Sometimes that process involves developing explicit rules, like "stay on your toes when waiting for the serve", or "do unto others as you would have them do unto you". But the goal is better performance; the theoretical work is a means to that end.

Notice that in both cases the theoretical work can also justify or correct the intuitive judgments -- a trainer knows why certain techniques and habits work best, given human physiology, just as a moral philosopher knows why the Golden Rule helps people avoid wrong-doing, given human nature and the most general moral requirements on us.

An important difference is that the sports trainer knows the end, and is only thinking about the best means, while the purpose of moral philosophy is to determine the proper end (and if there are side constraints on how to achieve any ends). Venus' intuition is about the best means to making the shot, not about the proper end of tennis.

So I agree with Hilzoy's suggestion that the math analogy ultimately fits better. The intuition in the math case is about mathematical truth, with theoretical reasoning serving to justify or correct that intuition through formal proof. Same for moral intuitions -- we take them to identify what would really be good or right or virtuous, but a little anthropology or history makes us want to justify or correct them with a bit of moral philosophy.

The problem is it's harder for non-mathematicions to see how formal proofs or math theory could help train intuition. And it's also hard for many of us to see how there could be objectively correct answers about ultimate ends for moral philosophy to discover.

So I think the sports trainer analogy does the better job of dealing with Will's question of how theory could possibly matter to practice, when practice is driven by intuition and snap judgments.

PS.,

Brooks is gunning for Aristotle in his article, and he declares his victory in the final sentence.

The evolutionary approach...leads many scientists to neglect the concept of individual responsibility and makes it hard for them to appreciate that most people struggle toward goodness, not as a means, but as an end in itself.

He was arguing for the evolutionary approach the whole time, right? This final "payoff" sentence barely sounds like an endorsement, and is the crudest gloss possible of a deceptively simple concept. Whether or not Dresden agrees with Aristotle, the sophistry he insists on is nowhere clearer.

A few comments:

david kilmer: "Similarly, the philosopher using reason to puzzle over moral issues is fine. The philosopher that asserts that there are moral truths out there that reason can be used to discover is overreaching."

I would think that if one had an actual proof in hand, it would not be overreaching. It would be if one concluded from one proof that there were infinitely many moral truths, but not if one concluded that there is one.

Observer: "There are still pockets in our modern times where slavery is acceptable, where female oppression is practiced and enforced equally by men and women, where murder of innocents is indoctrinated to children by all members of the family, ad nauseum. (...)

I think that pretty much confirms there is no universally accepted absolute moral constructs. It's besides the point if another cohort has a different set of "absolute morality"."

Ah.
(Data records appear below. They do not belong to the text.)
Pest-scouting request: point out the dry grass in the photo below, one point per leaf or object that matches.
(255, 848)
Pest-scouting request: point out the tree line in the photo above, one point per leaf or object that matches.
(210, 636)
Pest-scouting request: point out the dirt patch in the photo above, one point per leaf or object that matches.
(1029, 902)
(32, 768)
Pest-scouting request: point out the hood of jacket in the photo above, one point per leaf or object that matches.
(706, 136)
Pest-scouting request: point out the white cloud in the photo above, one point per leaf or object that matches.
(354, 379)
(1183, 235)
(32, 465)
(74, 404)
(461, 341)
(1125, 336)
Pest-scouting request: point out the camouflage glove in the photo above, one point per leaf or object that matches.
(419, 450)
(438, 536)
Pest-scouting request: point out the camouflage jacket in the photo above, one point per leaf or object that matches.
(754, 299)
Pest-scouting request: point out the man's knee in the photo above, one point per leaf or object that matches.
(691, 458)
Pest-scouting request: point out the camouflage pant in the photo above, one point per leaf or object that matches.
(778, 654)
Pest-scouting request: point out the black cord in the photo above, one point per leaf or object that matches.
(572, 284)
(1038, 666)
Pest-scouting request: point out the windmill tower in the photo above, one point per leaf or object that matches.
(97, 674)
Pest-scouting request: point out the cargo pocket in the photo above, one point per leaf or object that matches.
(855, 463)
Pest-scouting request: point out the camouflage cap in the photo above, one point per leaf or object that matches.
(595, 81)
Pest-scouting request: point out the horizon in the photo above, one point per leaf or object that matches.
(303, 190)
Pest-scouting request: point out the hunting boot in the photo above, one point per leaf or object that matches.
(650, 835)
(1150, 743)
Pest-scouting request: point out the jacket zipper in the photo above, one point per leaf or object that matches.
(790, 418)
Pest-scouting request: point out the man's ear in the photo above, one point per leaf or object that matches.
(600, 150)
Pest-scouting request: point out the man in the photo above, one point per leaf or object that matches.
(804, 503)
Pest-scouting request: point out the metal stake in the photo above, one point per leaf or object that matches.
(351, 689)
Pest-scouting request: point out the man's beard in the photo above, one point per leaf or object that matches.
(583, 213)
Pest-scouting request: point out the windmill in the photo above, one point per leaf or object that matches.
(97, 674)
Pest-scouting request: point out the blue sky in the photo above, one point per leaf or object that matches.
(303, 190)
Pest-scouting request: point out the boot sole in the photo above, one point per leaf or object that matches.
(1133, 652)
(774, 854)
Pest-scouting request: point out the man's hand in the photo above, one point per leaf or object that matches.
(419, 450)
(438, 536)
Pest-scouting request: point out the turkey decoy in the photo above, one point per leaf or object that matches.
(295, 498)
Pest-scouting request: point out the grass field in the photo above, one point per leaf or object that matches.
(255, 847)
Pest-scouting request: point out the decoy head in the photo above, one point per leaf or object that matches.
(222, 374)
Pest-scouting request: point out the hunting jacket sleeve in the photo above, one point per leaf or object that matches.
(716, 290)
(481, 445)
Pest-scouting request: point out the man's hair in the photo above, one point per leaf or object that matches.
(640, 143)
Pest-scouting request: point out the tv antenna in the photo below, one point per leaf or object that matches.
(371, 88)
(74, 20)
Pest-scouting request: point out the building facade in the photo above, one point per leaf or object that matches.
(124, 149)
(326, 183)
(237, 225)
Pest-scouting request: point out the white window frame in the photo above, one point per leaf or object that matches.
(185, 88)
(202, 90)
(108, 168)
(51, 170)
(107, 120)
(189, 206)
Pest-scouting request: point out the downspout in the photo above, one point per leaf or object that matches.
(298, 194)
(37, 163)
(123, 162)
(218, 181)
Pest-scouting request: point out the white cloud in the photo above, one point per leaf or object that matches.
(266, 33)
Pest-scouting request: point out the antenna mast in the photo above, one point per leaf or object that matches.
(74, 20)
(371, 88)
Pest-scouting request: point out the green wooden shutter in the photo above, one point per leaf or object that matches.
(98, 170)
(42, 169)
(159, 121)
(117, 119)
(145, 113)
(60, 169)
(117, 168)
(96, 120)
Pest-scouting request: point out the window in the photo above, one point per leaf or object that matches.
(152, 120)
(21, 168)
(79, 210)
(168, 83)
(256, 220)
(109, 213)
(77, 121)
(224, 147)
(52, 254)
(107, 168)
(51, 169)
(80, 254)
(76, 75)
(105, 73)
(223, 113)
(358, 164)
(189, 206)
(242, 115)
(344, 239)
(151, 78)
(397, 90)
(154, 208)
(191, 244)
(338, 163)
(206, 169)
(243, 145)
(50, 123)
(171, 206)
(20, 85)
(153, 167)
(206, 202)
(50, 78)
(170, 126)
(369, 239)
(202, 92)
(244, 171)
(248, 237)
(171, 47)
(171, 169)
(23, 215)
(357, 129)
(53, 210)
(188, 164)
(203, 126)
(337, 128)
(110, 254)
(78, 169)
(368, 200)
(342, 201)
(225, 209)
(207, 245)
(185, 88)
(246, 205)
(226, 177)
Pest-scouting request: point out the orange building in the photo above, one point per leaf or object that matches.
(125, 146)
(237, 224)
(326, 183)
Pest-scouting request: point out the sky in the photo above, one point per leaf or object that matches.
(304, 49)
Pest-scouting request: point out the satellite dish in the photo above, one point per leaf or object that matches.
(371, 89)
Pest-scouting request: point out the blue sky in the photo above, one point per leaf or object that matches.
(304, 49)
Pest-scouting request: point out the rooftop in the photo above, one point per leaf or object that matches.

I agree that there is no universally accepted moral belief -- at least, I'm inclined to think not, not having the actual survey data in hand. But I thought that you were saying not that no moral principle was universally accepted, but that none was objectively valid (or: true.) -- There's probably not uniform agreement on which continent the Nile runs through either, but that doesn't mean that there isn't a right answer.

JWelsh: "As one commenter has noted, it presupposes moral absolutism -- without any explicit acknowledgement of this. Maybe hilzoy expects that readers of her blog are familiar enough with her work that this would not need to be explained, but given the way the analogy is presented, I disagree with this. She uses the same tactics that others (like Brooks) use -- she characterizes the tennis example as a "fairly obvious fact," which implies that the other half of the comparison is just as obvious and factual. I have a big problem with presenting the equality of morality and physics in this respect as an obvious fact, especially without any overt reference to the statement this makes."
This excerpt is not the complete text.